Motility evaluation should include measurements in the primary position and all fields of gaze, with particular attention to the presence or absence of A- or V-pattern deviations and limitations of versions and ductions. Intraocular pressure measurements, visual field examination, exophthalmometry, corneal sensitivity tests, color vision tests, and tests of binocular vision should be performed when possible and desirable. When visual or structural abnormalities are noted, less routine tests, such as fluorescein angiography, visualization of the lacrimal system by radiologic techniques and electrophysiology, visual field analysis, and other tests may be appropriate. When abnormalities are numerous or serious ophthalmic disease is strongly suspected, examination under anesthesia may be necessary if the patient cannot cooperate. Before such a procedure is undertaken, however, consultation with other medical personnel should be conducted to anticipate anesthesia or sedation complications or to combine procedures that are scheduled to be completed. Patients with multiple craniofacial malformations are frequently at increased risk for complications and must be monitored more closely.

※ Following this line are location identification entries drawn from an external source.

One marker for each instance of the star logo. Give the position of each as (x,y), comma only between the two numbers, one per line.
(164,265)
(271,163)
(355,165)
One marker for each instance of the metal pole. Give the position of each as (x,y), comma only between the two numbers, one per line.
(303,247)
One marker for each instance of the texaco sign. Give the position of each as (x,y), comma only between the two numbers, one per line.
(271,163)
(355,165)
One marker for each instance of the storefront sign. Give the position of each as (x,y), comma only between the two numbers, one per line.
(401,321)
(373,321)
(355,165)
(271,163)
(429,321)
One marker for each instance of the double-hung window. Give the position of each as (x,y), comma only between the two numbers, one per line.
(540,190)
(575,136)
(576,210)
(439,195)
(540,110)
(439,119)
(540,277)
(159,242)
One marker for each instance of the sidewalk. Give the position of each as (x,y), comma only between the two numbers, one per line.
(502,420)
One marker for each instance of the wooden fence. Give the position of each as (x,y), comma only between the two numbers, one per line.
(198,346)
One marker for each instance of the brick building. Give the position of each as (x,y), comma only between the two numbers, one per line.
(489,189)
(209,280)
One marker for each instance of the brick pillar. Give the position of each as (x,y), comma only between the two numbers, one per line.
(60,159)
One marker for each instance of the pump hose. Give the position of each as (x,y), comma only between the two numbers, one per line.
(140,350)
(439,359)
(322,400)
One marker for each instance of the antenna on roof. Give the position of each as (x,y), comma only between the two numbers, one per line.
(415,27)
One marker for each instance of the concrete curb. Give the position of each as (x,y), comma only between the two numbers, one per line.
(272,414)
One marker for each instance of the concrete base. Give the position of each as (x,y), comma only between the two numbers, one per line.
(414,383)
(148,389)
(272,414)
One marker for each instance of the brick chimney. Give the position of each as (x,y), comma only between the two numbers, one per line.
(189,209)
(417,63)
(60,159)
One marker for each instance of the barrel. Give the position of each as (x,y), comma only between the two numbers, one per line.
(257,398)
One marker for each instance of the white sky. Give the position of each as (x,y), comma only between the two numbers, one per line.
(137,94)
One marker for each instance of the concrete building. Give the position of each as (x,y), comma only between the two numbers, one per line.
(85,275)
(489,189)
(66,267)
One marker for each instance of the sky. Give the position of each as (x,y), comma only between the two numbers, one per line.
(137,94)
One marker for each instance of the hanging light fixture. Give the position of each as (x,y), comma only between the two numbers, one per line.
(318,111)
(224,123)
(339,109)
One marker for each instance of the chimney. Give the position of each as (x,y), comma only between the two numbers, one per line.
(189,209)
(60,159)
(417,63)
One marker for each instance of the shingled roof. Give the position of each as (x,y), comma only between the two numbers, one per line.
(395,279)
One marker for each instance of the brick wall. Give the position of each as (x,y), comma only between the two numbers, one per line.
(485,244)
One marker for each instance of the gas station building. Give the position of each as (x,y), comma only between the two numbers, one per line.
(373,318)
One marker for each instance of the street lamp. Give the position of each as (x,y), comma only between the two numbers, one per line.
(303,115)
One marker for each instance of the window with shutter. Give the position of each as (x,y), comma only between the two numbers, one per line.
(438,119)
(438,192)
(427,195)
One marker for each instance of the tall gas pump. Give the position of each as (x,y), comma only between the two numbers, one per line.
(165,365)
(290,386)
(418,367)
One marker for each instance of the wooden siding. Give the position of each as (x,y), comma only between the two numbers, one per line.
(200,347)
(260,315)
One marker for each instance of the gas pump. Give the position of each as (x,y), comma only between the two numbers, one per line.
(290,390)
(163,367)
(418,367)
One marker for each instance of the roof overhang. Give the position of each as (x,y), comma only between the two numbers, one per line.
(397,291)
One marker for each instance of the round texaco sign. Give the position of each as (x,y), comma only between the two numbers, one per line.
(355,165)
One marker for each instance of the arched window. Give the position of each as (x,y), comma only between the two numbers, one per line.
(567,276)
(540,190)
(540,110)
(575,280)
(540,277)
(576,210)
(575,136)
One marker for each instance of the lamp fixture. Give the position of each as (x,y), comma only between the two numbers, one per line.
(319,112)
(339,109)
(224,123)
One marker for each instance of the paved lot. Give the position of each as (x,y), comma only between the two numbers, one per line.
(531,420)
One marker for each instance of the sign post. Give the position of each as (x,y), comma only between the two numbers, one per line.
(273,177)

Some evaluations should be performed in patients with craniofacial anomalies that are not usually part of a routine eye examination, including measurements and documentation of certain anatomic relationships: (1) inner and outer canthal distances, (2) interpupillary distance, (3) palpebral fissure size, (4) position of the lacrimal puncta, (5) obliquity of the palpebral fissure, and (6) asymmetry of orbits and orbital structures. These measurements serve two purposes. First, they prevent errors of recording false impressions such as pseudohypertelorism caused by soft tissue changes in the canthal area such as telecanthus. In addition, they provide useful data for the study of the syndrome characteristics and serve as a baseline if reconstructive surgery is performed. With greater success in surgical correction of severe craniofacial anomalies, there has been renewed interest in the study of growth patterns of abnormal facial structures, necessitating detailed documentation of normal and abnormal findings. Accurate normal values are necessary for these comparisons (Fig. 4-2).85,95,107,113

If proptosis or exophthalmos is observed, careful measurements should be obtained. The instrument used to measure proptosis either reflects the personal preference of the examiner or is the one most readily available but should be standard for each examination. Because many patients are children, a simple type may be the most useful.